Ausstellung vom 28. August bis zum 06. November 2022
In Isabel Kneisners Arbeiten geht es um das verletzliche System der Natur und seine Bedrohung durch den Menschen – ein Thema, das heute aktueller denn je ist. In unterschiedlichen Bilderserien und Wandinstallationen erzählt sie vom Verlust der Lebensräume und dem Verschwinden vieler Arten. Nicht zuletzt in den traumhaft anmutenden Sequenzen des neunteiligen Fries wird dies in einer eigenen melancholischen Weise deutlich. Und was ist, wenn der Himmel sich leert und die Vögel, kaum auszudenken, nicht mehr singen und stumm bleiben?
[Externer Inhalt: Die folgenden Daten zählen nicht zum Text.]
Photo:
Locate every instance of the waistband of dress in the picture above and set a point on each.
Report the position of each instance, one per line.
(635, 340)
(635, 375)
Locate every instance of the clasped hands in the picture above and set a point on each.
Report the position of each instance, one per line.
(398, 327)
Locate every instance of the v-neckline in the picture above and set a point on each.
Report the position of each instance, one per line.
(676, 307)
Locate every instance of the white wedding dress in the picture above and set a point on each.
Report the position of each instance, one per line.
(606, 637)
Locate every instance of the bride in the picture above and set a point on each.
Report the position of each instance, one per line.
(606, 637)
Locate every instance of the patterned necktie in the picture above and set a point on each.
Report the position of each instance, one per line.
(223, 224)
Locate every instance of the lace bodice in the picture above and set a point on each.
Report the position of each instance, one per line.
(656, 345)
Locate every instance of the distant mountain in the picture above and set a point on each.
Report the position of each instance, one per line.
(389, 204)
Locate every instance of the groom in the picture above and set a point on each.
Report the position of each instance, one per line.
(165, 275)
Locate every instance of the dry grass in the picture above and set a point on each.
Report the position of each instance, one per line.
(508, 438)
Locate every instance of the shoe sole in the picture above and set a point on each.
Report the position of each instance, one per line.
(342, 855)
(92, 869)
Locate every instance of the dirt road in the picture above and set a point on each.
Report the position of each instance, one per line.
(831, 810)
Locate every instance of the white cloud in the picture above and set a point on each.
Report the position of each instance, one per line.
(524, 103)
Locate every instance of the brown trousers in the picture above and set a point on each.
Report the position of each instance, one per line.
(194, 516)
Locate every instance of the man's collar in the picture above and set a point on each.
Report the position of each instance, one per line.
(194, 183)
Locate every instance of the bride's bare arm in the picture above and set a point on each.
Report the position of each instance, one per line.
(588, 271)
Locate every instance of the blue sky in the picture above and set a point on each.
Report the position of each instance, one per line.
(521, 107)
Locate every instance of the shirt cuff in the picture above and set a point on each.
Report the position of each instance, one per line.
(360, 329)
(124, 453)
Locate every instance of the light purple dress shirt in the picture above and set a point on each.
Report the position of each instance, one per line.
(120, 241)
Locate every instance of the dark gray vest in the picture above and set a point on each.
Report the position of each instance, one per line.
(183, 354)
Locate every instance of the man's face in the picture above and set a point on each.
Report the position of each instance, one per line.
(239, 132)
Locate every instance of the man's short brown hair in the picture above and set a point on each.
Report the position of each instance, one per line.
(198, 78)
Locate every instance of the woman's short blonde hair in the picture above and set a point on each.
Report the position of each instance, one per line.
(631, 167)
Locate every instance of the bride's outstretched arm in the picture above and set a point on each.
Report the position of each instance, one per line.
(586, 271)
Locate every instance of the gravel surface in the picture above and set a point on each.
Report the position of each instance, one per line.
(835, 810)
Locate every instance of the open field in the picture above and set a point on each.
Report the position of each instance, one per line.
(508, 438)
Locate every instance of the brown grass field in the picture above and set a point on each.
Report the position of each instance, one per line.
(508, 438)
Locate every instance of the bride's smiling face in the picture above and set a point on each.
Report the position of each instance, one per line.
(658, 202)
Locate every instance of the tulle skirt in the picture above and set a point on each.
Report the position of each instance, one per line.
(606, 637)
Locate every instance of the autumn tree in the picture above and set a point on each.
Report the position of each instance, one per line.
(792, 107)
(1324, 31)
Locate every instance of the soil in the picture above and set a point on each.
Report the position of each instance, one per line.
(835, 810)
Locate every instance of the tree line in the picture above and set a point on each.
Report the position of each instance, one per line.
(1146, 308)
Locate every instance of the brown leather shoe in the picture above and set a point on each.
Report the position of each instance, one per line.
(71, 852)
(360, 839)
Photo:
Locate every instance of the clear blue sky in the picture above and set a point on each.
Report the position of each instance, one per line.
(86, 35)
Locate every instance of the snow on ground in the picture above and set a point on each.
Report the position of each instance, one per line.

Wie sehr verändern sich unsere Ökosysteme, wenn heimische Arten verdrängt werden?
Doch es geht in dieser Wechselausstellung im Museum der Niederrheinischen Seele ebenfalls um die Vielfalt und Schönheit auf der Erde und um die Sehnsucht der Menschen nach dem Paradies. Wer Isabel Kneisners „Waldstücke“ von Rinde, Laub und Licht betrachtet, spürt etwas von dieser Schönheit, zumal in Erinnerung der letzten heißen Sommertage, und der sanften Kühle dieses Schutz- und Lebensraumes, dessen Verschwinden und Sterben unbedingt vermieden werden muss. Isabel Kneisners Arbeiten in der Villa Erckens stehen in einer Reihe mit Ausstellungen der Vergangenheit, die den Naturraum unserer Region, die durch einen gigantischen jahrzehntelangen Eingriff geprägt wurde, in vielfältiger Weise thematisieren.